Außenpolitik orientiert sich an ethnischen und religiösen Prioritäten
Ankaras Verhältnis zu den Nachbarn – eine Geschichte von Konflikten

Die Türkei gilt Geostrategen in Europa und den USA als Brücke zur islamischen Welt. Sie hoffen, dass ein Beitritt die EU aufwertet und den Dialog mit dem Nahen Osten erleichtert. Doch Ankaras Wirtschaft ist klar nach Westen orientiert. Viele Nachbarn im Osten sehen die Türkei mehr als Störenfried denn als Partner.

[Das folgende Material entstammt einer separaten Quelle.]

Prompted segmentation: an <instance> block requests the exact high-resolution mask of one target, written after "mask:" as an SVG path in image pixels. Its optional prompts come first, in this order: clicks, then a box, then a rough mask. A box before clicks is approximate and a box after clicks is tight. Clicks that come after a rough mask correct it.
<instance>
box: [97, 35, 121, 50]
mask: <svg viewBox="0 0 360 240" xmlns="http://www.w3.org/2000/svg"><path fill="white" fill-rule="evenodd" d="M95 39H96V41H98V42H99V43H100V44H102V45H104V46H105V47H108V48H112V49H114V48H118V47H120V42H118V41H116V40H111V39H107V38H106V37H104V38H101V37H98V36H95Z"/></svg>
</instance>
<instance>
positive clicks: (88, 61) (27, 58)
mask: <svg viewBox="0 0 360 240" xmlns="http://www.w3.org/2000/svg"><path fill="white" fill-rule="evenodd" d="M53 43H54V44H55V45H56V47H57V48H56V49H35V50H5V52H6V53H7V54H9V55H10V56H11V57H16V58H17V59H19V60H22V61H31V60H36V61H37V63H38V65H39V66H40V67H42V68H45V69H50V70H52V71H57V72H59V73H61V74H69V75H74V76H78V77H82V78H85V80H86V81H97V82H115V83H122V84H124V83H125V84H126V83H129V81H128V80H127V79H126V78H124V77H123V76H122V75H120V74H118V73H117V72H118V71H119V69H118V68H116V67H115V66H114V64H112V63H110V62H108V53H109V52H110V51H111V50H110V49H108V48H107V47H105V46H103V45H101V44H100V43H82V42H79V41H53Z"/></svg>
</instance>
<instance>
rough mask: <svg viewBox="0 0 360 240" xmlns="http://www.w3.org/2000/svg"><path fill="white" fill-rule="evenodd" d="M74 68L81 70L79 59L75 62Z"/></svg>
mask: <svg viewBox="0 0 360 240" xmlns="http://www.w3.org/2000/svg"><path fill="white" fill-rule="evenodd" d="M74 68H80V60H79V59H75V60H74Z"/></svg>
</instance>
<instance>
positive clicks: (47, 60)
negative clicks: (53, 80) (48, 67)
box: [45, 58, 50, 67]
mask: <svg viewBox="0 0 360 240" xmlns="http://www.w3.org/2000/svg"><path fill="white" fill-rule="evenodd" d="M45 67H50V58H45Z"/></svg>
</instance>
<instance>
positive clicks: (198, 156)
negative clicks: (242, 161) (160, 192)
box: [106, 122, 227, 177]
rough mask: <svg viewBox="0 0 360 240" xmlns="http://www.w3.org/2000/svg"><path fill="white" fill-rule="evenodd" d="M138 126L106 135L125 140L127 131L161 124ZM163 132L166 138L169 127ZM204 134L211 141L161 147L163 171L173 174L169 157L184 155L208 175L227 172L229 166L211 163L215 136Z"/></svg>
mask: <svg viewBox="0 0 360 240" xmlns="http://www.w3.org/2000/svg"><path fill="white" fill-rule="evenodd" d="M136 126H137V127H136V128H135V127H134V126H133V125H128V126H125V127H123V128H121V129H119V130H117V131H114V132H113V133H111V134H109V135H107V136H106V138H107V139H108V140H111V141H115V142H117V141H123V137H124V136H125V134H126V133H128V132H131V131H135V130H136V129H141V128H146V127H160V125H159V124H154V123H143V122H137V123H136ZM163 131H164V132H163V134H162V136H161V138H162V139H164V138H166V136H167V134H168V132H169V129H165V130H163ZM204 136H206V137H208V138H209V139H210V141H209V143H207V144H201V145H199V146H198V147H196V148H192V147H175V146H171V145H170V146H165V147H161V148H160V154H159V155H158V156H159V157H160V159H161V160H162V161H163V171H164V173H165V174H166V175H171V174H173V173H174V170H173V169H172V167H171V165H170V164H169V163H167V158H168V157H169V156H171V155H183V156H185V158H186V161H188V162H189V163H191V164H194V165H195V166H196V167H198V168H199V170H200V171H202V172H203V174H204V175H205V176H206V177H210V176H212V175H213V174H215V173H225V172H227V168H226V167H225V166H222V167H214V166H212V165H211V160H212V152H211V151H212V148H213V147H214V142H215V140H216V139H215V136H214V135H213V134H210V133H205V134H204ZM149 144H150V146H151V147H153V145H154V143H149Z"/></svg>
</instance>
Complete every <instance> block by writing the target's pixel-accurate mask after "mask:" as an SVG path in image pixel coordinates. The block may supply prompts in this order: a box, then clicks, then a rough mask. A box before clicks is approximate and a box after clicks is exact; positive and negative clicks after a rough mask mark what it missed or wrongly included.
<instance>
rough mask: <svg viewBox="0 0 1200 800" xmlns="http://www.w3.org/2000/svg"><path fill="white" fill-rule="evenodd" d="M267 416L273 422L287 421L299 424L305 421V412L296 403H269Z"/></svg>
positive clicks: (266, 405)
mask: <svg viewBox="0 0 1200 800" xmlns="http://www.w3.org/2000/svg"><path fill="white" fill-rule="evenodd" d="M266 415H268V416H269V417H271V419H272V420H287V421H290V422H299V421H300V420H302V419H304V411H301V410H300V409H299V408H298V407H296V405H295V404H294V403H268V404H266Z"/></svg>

Die These einer Brückenfunktion klingt für türkische Politiker verlockend. Dahinter steht die Hoffnung, mit dem EU-Beitritt eine neue außen- und sicherheitspolitische Funktion zu erhalten, islamische Nachbarn enger anzubinden und die Region zu stabilisieren.

Im Kalten Krieg spielte die Türkei für den Westen die Rolle eines Riegels zur Sowjetunion und zum unruhigen Nahen Osten. Dass aus diesem Bollwerk nun eine Brücke werden soll, ist nicht leicht nachzuvollziehen. Das haben die Türken bereits erfahren, als ihr Versuch scheiterte, nach der Auflösung des Sowjetimperiums größeren Einfluss in Mittelasien zu gewinnen.

In der islamischen Welt gilt die Türkei in weiten Teilen wegen ihrer strikten Trennung von Staat und Religion nicht als Vorbild, sondern als Fremdkörper. Die These einer Brückenfunktion setzt aber voraus, dass die Türkei in der Region Vertrauen und Ansehen genießt. Das ist kaum der Fall. Hinzu kommen erhebliche historische Altlasten. Die Beziehungen zu Iran, Irak und Syrien sind chronisch gespannt und trotz mancher Annäherungsversuche der jüngsten Zeit noch weit von einer Normalisierung entfernt. Das gilt auch für das Verhältnis zu Griechenland und Zypern. Das Verhältnis zu Armenien ist seitens der Türkei sogar von offener Feindseligkeit geprägt, die Grenze abgeriegelt.

Die Ursachen für die Spannungen zwischen der Türkei und ihren Nachbarn sind zahlreich. Erstens sehen viele nahöstliche Nachbarn, aber auch die Völker auf dem Balkan, in der Türkei die Nachfolgerin des Osmanenreiches, also der einstigen Besatzer. Jeder Versuch Ankaras, wirtschaftlich und politisch Einfluss geltend zu machen, stößt auf Misstrauen. Man empfindet die Türkei eher als latente Bedrohung denn als kooperativen Partner.